+2  A: 

In general, you must not parse XML using regular expressions.

Instead, use the System.Xml namespace.

SLaks
This unfortunately is not viable in this situation. This is an application that was not mad by my team and we need to optimize it without rewriting anything (not my decision). It is invalid XML and so I need to do this in order to make it valid. Then I can treat it as xml :)
Phobis
So I am parsing a string that very closely resembles XML.
Phobis
A: 

I would approach it in two passes. (in perl, but regexes should translate. )
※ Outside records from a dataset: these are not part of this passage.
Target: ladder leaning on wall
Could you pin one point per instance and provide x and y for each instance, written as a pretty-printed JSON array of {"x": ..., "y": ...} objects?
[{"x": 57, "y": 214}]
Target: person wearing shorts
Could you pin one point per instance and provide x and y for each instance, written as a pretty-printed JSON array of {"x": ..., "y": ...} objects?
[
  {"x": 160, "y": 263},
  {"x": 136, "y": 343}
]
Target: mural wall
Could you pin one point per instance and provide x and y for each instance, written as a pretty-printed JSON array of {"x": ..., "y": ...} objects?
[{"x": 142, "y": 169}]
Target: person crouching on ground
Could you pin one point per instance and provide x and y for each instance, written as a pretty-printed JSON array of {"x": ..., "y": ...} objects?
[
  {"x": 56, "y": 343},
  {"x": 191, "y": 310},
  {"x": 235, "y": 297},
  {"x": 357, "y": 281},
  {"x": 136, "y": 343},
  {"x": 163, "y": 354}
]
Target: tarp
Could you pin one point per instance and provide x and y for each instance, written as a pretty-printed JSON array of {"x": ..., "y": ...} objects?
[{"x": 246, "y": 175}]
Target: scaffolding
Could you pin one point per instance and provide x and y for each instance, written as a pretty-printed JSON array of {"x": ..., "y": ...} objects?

First pass. Extract all strings.

my @strings = $s =~ /<[^>]+>([^<>]+)<[^/>]*/[^/>]*>/g;

Second pass. Filter out unwanted

@strings = grep {!/&nbsp;|^\s+$/} @strings;
zen
+1  A: 

The regex for this will be quite cumbersome. Basically you need a regex that looks for balanced pairs LinK and within the balanced pair you want anything that is valid for your scenario. The "valid for your scenario is the crappy part. Given the snippet you showed you want a regex similar to:

<(?<tag>\w*)>(?<text>.*)</\k<tag>>

(Courtesy of Expresso)

(?<text>.*) <- is what you will have to construct by hand to match your elim criteria
GrayWizardx
Yes... that is what I have so far... Thank you though... At least you are trying to help me solve the solution as I asked for. Instead of telling me another way to do it :) I just need to get the regex to exclude   and any whitespace combined.
Phobis
You might not do that in the regex itself. If you capture each candidate, and then verify it after the regex, it might be easier. otherwise your elim pattern is going to be very complex. I would just get all the matches either way (including invalid ones) and then iterate over them and throw out the ones you dont want
GrayWizardx
Oops saw someone posted the same solution with a down vote. Sorry. Not sure of the exact syntax for the elim pattern sorry.
GrayWizardx
+1  A: 

I would not use regular expressions to do this! I would run it through a Tidy utility and then use XSLT and XPath.

Josh Stodola
it isn't valid xml
Phobis
That's why you use a tidying utility. The challenge is finding one that works on your particular brand of poorly-formed XML.
Robert Rossney
Or roll your own tidy utility that takes care of the specific problems you have (given that your XML isn't ridiculously malformed). It can't be that difficult...
Josh Stodola
A: 

I was able to get what I wanted by using one regex to get the elements and a second regex to remove the ones with the whitespace I defined.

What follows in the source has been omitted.